YOSEMITE NATIONAL PARK, Calif. — A ranger at Yosemite National Park shared a devastatingly sad story about an encounter they had with a mother bear who could not leave the side of her cub killed by a vehicle.
The story was posted to the park's Facebook page Friday, recounting the events the ranger experienced after receiving, what they say, is the all-too-familiar call of a dead bear on the side of the road after being hit by a driver.
"My job here is easy, really: find the bear, move its body far away from the road to prevent any other animals from getting hit while scavenging on it, fill out a report, and collect samples and measurements for research," the ranger wrote.
"Pretty callous. However, the reality behind each of these numbers is not."
The ranger writes about the moment they find the dead cub in harrowing detail.
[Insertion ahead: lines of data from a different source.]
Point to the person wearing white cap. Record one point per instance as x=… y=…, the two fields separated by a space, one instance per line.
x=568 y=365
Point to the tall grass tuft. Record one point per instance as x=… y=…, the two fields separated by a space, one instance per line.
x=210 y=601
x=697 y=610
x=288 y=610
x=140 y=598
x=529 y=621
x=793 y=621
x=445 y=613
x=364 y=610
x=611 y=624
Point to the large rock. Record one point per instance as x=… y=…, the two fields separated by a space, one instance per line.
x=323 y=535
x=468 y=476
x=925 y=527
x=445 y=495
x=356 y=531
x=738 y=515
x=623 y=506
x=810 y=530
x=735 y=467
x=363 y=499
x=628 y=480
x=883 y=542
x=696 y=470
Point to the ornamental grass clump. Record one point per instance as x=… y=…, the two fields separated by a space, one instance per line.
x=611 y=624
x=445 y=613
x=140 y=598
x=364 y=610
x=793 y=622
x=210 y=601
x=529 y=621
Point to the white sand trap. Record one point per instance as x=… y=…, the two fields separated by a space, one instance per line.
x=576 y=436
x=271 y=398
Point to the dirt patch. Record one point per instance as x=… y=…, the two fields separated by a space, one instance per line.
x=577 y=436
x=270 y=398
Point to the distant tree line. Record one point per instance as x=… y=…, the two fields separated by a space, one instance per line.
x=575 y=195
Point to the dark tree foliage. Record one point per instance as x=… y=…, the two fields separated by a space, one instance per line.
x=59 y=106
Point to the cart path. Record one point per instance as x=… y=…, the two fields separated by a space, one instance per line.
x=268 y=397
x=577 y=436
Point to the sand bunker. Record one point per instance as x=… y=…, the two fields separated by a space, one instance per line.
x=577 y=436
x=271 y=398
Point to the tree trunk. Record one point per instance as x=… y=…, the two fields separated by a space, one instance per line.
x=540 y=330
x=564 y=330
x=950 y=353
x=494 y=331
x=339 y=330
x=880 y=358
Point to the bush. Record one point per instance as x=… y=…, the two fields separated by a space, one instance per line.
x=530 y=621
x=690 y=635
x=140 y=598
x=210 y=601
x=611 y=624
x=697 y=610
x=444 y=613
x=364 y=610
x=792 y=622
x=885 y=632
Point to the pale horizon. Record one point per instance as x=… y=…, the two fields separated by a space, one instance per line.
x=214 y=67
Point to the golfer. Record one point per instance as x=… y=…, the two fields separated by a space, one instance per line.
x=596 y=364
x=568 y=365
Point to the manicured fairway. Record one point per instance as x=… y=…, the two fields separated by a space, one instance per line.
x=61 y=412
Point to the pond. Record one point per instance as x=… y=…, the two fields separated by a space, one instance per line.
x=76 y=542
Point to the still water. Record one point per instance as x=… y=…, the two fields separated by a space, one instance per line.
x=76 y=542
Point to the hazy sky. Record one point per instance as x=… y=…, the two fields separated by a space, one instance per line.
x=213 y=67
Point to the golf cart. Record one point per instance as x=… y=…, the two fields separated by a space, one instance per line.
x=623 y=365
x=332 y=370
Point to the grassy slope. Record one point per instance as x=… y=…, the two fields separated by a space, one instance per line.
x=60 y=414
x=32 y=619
"A cub. Its tiny light brown body laying just feet from me and the road, nearly invisible to every passerby. It’s a new cub—couldn’t be much more than six months old, now balled up and lifeless under a small pine tree. For a moment I lose track of time as I stand there staring at its tiny body, but then the sound of more cars whizzing by reminds me of my place and my role. I let out a deep sigh and continue on with my task."
After finding the female cub, the ranger says they picked up the body to move it to another location when they heard a noise in the nearby woods. The ranger recalled the noise was a "deep toned but soft sounding grunt."
"I immediately know what it is. It’s a vocalization, the kind sows (female bears) make to call to their cubs," the ranger wrote. "I can feel the callousness drain from my body. This bear is the mom, and she never left her cub."
From there, the ranger details the experience as they watched the mother continue to mourn the loss of a child.
"My heart sinks. It’s been nearly six hours and she still hasn’t given up on her cub. I can just imagine how many times she darted back and forth on that road in attempts to wake it. It's extremely lucky that she wasn't hit as well. The calls to the cub continue, sounding more pained each time. I glance back finding myself hoping it would respond to her call too, but of course, nothing. Now here I am, standing between a grieving mother and her child. I feel like a monster."
The ranger says they immediately began to pack up to leave the bear and her cub alone, but set up a remote camera to document the sadness behind the rising numbers of bears being hit and killed by vehicles. The camera snapped a photo of the mourning bear standing above the cub.
At the end of the Facebook post, the ranger shared an important message to Yosemite visitors, along with a link to keep the park's bear population alive and thriving.
"Remember that when traveling through Yosemite, we are all just visitors in the home of countless animals and it is up to us to follow the rules that protect them. Go the speed limit, drive alertly, and look out for wildlife. Protecting Yosemite’s black bears is something we can all do."